I’m trying to implement P-splines with PC prior in stan and results are less than stellar.
In particular:

The E-BFMI, 0.00, is below the nominal threshold of 0.30 which suggests that HMC may have trouble exploring the target distribution.

Also a lot of parameters have Rhat>1.05 and fewer than 0.001 effective draws per transition.
So I’m obviously doing something bad.

data {
  int<lower=0> N;   // number of data items
  int<lower=0> K;   // number of splines
  int<lower=0> L;   // number of simulated samples
  matrix[N, K] B;   // predictor matrix
  matrix[K, K] R;   // structure matrix

  vector[N] y;      // outcome vector
  real U; // upper bound on marginal std
  real alpha; //probability of marginal std exceeding U
transformed data {
  real theta = -log(alpha)/U;
  vector[L] ones_L = rep_vector(1, L);
  vector[K] zeros_K = zeros_vector(K);
  matrix[L,K] sub_B = block(B,1,1,L,K); 
parameters {
  vector[K] beta;      // coefficients
  real<lower=0> sigma;  // std
  real<lower=0> tau_beta;  // beta precision
model {
  y ~ normal(B * beta, sigma);  // likelihood
  beta ~ multi_normal_prec(zeros_K,tau_beta*R);
  tau_beta ~ gumbel(0.5,theta); //pc prior on precision of beta
  sigma ~ exponential(.1);

generated quantities {
array[L] real y_pred; //predictions
y_pred = normal_rng(sub_B*beta,ones_L*sigma);


I specified parameters as:

nm1= BN.shape[1]-1
R = D.T@D

data_current = dict(N=BN.shape[0],

BN is a stacked matrix of predictions for multiple signals (10).

I’m using PC-priors description from: [1511.05748] Penalized complexity priors for degrees of freedom in Bayesian P-splines

I’d be greatful for suggestion what I am doing wrong.

Can you get this to fit with a simpler prior on beta, say just a standard normal? Then you can try moving to a fixed multi-normal without tau_beta varying. You can set that to a known value derived during simulation, just to help debug the model.

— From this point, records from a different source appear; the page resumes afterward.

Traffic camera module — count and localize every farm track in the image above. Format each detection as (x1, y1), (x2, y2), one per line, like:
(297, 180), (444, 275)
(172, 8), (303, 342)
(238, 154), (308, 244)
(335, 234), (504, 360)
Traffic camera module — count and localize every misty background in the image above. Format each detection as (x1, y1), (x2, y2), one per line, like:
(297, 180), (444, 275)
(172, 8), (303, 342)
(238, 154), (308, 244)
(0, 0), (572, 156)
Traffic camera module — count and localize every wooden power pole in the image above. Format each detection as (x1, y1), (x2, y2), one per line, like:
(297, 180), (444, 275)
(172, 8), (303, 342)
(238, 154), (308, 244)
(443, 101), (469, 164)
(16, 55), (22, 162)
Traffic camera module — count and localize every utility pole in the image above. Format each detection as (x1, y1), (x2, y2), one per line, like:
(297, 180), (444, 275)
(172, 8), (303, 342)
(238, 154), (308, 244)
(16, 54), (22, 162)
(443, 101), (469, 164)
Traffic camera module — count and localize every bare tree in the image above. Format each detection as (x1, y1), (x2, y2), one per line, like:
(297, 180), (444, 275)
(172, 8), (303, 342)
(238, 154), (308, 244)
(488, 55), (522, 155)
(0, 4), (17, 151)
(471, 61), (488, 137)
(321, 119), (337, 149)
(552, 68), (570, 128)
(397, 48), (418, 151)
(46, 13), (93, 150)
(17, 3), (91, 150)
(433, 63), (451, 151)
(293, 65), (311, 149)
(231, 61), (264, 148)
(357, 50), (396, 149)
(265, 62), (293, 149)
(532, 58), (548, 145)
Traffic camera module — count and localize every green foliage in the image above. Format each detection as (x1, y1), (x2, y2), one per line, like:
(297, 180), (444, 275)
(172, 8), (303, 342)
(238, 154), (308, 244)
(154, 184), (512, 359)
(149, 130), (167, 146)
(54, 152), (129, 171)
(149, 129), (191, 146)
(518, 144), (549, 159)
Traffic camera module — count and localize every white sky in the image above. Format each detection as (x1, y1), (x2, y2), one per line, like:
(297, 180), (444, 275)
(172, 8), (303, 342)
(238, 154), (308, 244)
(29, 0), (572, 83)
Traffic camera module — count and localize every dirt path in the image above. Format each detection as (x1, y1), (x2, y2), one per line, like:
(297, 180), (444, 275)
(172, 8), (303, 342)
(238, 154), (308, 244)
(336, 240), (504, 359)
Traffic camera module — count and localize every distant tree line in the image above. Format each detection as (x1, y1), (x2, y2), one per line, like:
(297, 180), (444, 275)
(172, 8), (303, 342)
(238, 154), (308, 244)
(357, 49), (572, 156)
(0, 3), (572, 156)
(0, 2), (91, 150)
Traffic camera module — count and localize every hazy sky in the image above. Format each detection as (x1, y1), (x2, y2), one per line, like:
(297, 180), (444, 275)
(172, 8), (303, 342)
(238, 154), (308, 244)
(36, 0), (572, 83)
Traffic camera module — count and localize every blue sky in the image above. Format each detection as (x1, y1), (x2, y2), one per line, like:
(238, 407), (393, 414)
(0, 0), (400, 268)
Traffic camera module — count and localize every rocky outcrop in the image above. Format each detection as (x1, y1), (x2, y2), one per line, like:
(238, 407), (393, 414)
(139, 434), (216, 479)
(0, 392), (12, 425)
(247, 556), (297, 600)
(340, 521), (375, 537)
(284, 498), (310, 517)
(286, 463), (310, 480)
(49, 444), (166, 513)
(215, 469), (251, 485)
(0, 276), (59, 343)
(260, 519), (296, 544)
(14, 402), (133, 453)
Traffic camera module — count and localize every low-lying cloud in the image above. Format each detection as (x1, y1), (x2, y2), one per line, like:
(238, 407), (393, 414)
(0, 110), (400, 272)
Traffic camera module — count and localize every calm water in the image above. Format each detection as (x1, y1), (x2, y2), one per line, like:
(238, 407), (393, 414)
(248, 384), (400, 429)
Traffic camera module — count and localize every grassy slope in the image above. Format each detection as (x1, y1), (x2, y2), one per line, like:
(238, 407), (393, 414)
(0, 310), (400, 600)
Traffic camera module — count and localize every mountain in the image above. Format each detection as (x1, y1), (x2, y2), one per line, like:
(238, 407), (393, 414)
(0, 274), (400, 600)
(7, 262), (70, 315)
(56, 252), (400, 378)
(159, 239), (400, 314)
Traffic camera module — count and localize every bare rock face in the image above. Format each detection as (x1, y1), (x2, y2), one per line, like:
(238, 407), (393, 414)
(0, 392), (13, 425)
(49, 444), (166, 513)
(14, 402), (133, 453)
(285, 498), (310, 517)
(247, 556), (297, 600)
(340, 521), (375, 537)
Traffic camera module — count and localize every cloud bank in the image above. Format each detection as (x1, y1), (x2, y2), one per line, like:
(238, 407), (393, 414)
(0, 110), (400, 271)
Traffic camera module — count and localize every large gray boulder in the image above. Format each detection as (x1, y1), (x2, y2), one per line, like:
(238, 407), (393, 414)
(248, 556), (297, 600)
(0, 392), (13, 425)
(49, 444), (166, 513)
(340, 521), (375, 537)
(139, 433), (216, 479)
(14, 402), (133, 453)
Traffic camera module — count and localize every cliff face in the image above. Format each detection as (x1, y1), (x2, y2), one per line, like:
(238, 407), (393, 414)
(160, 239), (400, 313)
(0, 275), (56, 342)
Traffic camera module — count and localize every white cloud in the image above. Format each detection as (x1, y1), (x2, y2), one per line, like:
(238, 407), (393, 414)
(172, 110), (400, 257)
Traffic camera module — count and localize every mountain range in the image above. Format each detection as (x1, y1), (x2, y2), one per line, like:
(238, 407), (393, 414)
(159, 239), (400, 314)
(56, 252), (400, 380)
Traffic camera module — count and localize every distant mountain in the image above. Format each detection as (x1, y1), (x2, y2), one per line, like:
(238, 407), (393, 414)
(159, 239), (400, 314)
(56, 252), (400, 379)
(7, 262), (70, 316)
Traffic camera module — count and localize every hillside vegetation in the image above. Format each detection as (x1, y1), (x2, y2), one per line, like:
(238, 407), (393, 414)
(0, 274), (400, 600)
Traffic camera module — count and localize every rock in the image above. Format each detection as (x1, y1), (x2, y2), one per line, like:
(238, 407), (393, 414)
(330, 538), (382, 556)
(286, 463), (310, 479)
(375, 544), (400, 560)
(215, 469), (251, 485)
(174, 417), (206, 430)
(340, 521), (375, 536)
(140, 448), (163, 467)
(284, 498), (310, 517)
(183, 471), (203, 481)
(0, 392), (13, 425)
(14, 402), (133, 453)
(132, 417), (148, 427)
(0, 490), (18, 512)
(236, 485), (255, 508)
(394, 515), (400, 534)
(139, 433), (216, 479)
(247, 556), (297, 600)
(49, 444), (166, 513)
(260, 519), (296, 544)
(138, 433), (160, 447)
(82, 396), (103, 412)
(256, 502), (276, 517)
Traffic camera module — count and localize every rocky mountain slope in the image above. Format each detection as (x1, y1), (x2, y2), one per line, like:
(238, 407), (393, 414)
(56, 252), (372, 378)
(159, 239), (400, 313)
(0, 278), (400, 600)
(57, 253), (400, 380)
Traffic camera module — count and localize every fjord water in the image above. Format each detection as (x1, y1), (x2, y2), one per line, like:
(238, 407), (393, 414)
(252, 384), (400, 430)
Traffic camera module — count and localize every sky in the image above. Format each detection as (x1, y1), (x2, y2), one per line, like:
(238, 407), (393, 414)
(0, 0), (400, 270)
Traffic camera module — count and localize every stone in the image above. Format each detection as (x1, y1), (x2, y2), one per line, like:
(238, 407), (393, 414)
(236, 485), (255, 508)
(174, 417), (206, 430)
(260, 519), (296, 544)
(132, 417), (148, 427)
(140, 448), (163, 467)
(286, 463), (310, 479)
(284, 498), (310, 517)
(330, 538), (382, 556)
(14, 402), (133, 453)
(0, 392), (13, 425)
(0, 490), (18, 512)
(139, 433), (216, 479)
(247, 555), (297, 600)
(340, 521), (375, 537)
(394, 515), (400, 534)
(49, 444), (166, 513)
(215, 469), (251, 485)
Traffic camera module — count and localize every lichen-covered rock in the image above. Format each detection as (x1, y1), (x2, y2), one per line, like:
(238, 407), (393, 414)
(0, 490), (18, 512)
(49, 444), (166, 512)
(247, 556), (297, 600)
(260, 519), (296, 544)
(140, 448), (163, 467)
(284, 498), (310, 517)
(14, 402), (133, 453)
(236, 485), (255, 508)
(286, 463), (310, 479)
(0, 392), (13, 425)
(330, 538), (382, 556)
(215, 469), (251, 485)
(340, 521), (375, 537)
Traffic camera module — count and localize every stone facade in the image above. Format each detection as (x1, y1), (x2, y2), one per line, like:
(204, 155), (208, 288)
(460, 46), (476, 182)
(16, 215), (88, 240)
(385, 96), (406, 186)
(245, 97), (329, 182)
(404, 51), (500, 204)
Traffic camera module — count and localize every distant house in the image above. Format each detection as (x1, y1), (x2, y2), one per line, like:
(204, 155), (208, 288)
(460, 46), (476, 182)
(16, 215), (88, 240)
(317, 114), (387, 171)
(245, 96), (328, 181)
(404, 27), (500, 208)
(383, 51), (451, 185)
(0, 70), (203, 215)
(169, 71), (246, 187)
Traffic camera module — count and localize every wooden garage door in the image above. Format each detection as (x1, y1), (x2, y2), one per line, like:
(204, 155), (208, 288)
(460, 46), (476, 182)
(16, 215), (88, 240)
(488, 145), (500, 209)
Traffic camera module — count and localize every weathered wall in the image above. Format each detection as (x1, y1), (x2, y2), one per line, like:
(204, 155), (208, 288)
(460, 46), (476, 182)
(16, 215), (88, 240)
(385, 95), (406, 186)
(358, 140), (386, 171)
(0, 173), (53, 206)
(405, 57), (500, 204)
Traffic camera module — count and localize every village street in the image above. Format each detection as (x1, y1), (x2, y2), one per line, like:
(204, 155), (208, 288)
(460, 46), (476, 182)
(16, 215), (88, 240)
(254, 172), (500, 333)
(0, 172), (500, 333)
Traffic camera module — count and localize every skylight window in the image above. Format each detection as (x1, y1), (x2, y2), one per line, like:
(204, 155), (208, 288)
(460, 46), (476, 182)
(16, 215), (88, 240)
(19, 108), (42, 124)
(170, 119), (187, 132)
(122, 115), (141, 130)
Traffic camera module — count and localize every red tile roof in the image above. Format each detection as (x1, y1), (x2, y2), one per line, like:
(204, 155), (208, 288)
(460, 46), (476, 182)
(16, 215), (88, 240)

The reason I’m focusing on the multi_normal_prec is that it’s the hierarchical prior, which is where a lot of computational problems arise. Also, Stan isn’t particularly well set up for multi-normals involving precision because we don’t have a direct Cholesky-factor implementation. So the solve there could be problematic numerically depending on what tau_beta and R are.

Although not related to fitting problems, I would suggest a <lower=0> constraint on U and a <lower=0, upper=1> on alpha if that really is meant to be a probability. Also, I don’t think U is truly an upper bound—if you want it to be, then you need to declare sigma with constraint <lower=0, upper=U>.

For efficiency you should be able to drop the definition of ones_L and the multiply in the normal_rng. Stan should broadcast given that sub_B has L rows. Also, you can define the generated quantities as a one-liner as you’ve done with transformed data.

1 Like

For simple normal on beta it works perfect, but I wanted to be fancy :) Thanks, I’ll go over all your sugestions.